Tantos temores y recelos contrastan con la relajación de las restricciones que entrará en vigor mañana, justo la semana en que, según los informes que la Generalitat esgrimió para intentar aplazar los comicios, la tercera ola del covid debía hollar su pico. Que la participación bajará es un hecho porque las elecciones de 2017 significaron un techo (79%) inalcanzable en tiempos de pandemia. Las encuestas estiman que la participación volverá por sus fueros, a cotas anteriores al
procés, a las épocas del pujolismo y el tripartito, cuando pivotaba alrededor del 60%.
A falta de la última hornada de sondeos, el promedio de las últimas semanas mantiene en un triple empate técnico a PSC, ERC y JxCat, pero también pronostican que alrededor del 30% del electorado continúa indeciso. Ese factor será clave para desencallar el triunfo, que también depende del juego de contrapesos entre la balanza metropolitana que se disputan republicanos y socialistas, y la pugna por la hegemonía independentista entre Esquerra y Junts.
Ante lo reñidos que están estos frentes, ERC ha tenido que combinar su estrategia de polarizar la campaña con el PSC, echándolo en brazos incluso de Vox, con una defensa de los incesantes ataques de JxCat, acusaciones de corrupción incluidas.
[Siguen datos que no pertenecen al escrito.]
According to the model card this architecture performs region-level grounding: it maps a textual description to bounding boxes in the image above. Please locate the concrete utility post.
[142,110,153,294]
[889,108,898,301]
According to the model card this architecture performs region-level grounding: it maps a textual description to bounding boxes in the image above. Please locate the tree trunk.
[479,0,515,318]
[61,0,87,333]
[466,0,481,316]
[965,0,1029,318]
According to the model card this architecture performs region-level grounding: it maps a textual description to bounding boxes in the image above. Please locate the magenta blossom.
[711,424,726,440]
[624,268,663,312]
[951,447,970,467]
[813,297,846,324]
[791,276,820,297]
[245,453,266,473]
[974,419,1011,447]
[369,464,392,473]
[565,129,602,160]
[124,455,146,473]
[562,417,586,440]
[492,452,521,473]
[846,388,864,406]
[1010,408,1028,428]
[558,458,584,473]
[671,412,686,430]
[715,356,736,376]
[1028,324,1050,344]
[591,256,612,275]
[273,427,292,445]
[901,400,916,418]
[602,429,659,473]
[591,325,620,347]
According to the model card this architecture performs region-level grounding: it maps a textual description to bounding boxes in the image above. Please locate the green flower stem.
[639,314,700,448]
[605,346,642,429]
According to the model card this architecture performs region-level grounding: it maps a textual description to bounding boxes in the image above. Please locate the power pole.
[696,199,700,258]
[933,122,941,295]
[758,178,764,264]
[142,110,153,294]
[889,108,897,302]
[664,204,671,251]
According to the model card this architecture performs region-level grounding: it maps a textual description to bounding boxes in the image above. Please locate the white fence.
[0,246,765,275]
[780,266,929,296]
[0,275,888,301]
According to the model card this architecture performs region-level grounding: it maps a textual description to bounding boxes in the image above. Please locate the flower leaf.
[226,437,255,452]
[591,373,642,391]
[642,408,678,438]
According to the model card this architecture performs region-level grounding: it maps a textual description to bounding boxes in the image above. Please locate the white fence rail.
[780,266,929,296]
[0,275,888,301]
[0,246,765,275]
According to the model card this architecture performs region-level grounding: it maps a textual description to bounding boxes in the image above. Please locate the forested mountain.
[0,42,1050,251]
El republicano Pere Aragonès mantiene, pese a los noes cosechados, su oferta de un Govern que una a todas las fuerzas que defienden la autodeterminación y la amnistía y, de paso, diluya el peso de Junts y aísle a los socialistas con la derecha.
Con una sola opción de pacto, la posconvergente Laura Borràs busca el cuerpo a cuerpo con sus socios independentistas, que la han dejado sola con la bandera de la DUI y hasta han cuestionado su ideoneidad como candidata ante la causa judicial que tiene abierta por cuatro delitos de corrupción. Ni ERC ni la CUP le han garantizado su apoyo, como tampoco ella y su cabeza de lista, Carles Puigdemont, han dejado claro hasta dónde estarían dispuestos a elevar el listón de sus votos si vence Aragonès. La efímera imagen de unidad soberanista la protagonizaron los presos en un acto conjunto de Òmnium que no logró disimular los recelos. El tercero en disputa, el socialista Salvador Illa, diana del independentismo y de las derechas, intenta escabullirse de la bronca sin aclarar cómo podrá neutralizar el veto de ERC a una investidura que ha prometido intentar si gana. Tiene el aval de los comuns, que escampan la sospecha, como ERC, de que el PSC sería capaz de buscar apoyos en las derechas, que se baten en duelo con Vox para evitar ser sorpasados, con tal de descabalgar al independentismo. Pocas esperanzas hay de que el esprint final de la campaña, que incluye debates en catalán y en castellano, sirva para resolver tantos enigmas. Y estos tampoco se despejarán si el dictamen de las urnas es tan apretado como auguran los sondeos. Si los independentistas revalidan su mayoría en el Parlament, la azada para desbrozar el acuerdo y evitar el bloqueo sería que la distancia entre ERC y Junts fuese lo suficientemente amplia como para que pudieran fijarse condiciones inasumibles que den alas al fantasma de la repetición electoral.